O antigo prédio da Polícia Civil, na rua João Batista de Mello, permanece sob propriedade do governo do Estado e ainda não tem uma destinação definida. A negociação para transferir a área ao município não foi concluída. Depois da inundação de 2024, o imóvel foi abandonado.
Na tarde de ontem, a delegada regional da Polícia Civil, Shana Luft Hartz participou de reuniões em Porto Alegre para tratar do tema. De acordo com ela, há duas perspectivas: uma medida paliativa, e a outra a transferência para o governo de Lajeado.
“Não sei se é venda, permuta ou exatamente qual é o processo. Sei que existe uma negociação para passar o imóvel do Estado para o município, mas ela avança de forma mais lenta do que gostaríamos”, admite.

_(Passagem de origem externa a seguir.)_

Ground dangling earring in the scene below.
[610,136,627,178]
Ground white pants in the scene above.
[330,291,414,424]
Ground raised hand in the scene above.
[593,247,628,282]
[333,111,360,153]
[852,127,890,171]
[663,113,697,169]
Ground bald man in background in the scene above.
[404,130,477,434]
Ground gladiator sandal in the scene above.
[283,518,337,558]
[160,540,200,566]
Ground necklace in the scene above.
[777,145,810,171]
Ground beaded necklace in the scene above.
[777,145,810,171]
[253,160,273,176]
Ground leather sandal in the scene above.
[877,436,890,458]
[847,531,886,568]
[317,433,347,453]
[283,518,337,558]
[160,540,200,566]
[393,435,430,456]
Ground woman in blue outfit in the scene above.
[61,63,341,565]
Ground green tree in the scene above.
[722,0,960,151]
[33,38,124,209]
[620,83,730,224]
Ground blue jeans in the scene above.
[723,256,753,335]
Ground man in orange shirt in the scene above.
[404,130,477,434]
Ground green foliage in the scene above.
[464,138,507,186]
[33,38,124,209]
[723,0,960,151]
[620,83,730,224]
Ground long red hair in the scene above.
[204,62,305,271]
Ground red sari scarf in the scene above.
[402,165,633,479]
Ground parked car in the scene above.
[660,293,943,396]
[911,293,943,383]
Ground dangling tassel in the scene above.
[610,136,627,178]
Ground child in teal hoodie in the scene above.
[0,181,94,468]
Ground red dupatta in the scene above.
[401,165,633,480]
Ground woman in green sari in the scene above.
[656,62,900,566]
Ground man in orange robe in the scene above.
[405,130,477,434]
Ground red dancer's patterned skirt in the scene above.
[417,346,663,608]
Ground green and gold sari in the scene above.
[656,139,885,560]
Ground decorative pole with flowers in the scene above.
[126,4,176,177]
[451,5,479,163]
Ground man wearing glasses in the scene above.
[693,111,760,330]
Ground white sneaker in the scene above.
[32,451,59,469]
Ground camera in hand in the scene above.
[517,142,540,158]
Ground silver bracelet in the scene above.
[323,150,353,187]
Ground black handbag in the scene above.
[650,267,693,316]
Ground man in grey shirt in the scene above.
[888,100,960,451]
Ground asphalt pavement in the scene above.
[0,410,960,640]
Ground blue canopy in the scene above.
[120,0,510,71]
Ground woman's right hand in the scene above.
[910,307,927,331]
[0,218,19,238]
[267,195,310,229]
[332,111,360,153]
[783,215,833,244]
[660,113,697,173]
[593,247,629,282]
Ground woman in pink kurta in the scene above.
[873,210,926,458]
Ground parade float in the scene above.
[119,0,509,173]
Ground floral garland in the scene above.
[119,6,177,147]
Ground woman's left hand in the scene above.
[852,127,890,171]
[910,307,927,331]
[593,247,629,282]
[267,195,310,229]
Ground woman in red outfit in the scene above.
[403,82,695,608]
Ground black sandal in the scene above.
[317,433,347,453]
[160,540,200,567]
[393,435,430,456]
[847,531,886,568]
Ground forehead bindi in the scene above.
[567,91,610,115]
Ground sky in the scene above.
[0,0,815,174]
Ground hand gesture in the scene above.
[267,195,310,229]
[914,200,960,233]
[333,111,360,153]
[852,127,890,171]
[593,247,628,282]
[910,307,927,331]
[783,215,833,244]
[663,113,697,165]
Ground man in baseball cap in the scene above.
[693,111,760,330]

A administração de Lajeado informa que o convênio previsto para permitir a aquisição do prédio não se concretizou. A negociação tinha como referência a Lei Municipal nº 11.596, de 26 de julho de 2023, mas parou após as enchentes e a alteração no valor da propriedade.
Segundo o município, também não há registro, até o momento, de uma lei estadual autorizando a transferência da área. Esse procedimento seria necessário para confirmar a negociação.
Enquanto a definição sobre a propriedade não ocorre, a Polícia Civil articula uma intervenção emergencial no prédio. A proposta inclui a retirada de materiais e entulhos, limpeza da área e novo fechamento dos acessos para dificultar invasões.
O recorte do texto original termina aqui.